A group of activists used a bike lock to close off access to Brooklyn’s housing court, which the vandals also covered with anti-eviction graffiti on Friday morning, according to police.
Shortly after authorities discovered the spray-painted words “Eviction = Violence” and “Eat the Landlords” on the exterior of the locked-up courthouse, a declaration circulated on social media coming from “The People of New York” that claimed credit for the mischief — saying they were evicting the Housing Court from its Livingston Street location.
“We the People of New York City, do hereby evict the Brooklyn Housing Court from its premises on 141 Livingston Street Brooklyn, NY 11201 for failure to serve the people of Brooklyn in fair, ethical, and conscientious practice and for resuming evictions despite the unprecedented need for relief and affordable housing,” the post read.
Wow so this morning the Brooklyn Housing Court woke up to its doors spray foamed and bike locked shut, and then this document was released in a telegram room.

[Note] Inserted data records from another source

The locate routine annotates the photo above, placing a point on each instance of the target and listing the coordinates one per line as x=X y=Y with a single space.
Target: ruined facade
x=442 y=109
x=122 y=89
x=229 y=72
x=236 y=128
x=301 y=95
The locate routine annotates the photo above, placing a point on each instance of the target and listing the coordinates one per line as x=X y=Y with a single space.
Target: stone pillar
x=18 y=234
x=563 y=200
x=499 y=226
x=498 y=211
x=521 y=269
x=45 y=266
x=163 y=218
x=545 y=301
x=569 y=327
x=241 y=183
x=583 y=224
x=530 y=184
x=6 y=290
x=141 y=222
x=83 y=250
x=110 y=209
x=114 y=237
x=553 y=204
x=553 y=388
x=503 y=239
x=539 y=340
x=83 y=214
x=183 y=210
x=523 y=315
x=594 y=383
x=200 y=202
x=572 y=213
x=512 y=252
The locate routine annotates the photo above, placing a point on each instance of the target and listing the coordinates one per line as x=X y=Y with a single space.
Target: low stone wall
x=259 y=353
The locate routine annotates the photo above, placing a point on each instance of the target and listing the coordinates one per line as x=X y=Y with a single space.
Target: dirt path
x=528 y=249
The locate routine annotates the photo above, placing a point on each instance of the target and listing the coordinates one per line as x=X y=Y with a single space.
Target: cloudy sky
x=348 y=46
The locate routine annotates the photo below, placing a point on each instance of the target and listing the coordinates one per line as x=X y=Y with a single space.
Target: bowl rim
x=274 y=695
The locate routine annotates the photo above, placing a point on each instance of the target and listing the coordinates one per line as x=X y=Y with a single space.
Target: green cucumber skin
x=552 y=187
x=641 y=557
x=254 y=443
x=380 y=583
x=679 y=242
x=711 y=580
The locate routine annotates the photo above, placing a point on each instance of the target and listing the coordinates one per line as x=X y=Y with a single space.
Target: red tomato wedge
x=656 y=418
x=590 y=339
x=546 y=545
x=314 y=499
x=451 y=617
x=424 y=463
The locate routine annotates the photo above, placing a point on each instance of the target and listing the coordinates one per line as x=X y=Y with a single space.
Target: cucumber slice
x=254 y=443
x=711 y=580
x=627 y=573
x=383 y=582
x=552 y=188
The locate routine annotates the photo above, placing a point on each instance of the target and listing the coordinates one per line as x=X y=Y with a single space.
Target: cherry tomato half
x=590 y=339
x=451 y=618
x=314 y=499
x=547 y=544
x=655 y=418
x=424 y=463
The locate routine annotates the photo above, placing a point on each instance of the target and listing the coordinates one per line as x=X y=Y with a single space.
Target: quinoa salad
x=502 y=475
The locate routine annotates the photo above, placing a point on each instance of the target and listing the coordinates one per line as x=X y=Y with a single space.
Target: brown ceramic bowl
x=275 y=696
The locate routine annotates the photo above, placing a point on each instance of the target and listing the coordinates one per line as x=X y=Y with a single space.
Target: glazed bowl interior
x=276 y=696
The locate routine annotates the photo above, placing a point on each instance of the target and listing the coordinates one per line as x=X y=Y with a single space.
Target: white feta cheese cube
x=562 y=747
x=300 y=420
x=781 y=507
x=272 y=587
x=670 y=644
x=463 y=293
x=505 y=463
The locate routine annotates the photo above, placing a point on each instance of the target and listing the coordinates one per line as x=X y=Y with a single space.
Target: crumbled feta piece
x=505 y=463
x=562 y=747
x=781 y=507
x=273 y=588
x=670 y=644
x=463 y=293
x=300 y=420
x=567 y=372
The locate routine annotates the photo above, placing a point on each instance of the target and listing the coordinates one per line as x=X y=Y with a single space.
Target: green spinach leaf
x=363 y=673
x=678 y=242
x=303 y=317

It looks like people are not tolerating evictions any more. pic.twitter.com/PdKJsQwinF
— Joshua Potash (@JoshuaPotash) October 16, 2020
Despite their best efforts, the act did not disturb operations inside the building, according to the court system’s spokesperson, who slammed the perpetrators for their lowbrow “well thought out, premeditated crime.”
“Clearly this was an orchestrated, well thought out, premeditated crime, not unlike the other previous acts of vandalism and criminal mischief recently perpetrated on the City’s courthouses,” said Lucian Chalfen. “These acts are not activism or advocacy and do not further the cause that they purport to represent.”
The act comes after Gov. Andrew Cuomo’s executive order which halted all evictions until 2021 and provided some rent relief for struggling tenants — but, the vigilantes argued, that move was not enough.
Instead, state legislators should waive rental payments entirely for New Yorkers who’ve lost income due to the COVID-19 pandemic, citing Queens state Sen. Michael Gianaris’ bill that would apply to three months of payments for both commercial and residential tenants.
“This is unconscionable and we demand that evictions end immediately,” the post read. “If our elected leaders won’t do it, then the People of New York will make sure it happens.”
Officials had removed the graffiti from Brooklyn’s housing court by Friday morning, and police are continuing to investigate the incident for criminal mischief, according to an NYPD spokesperson.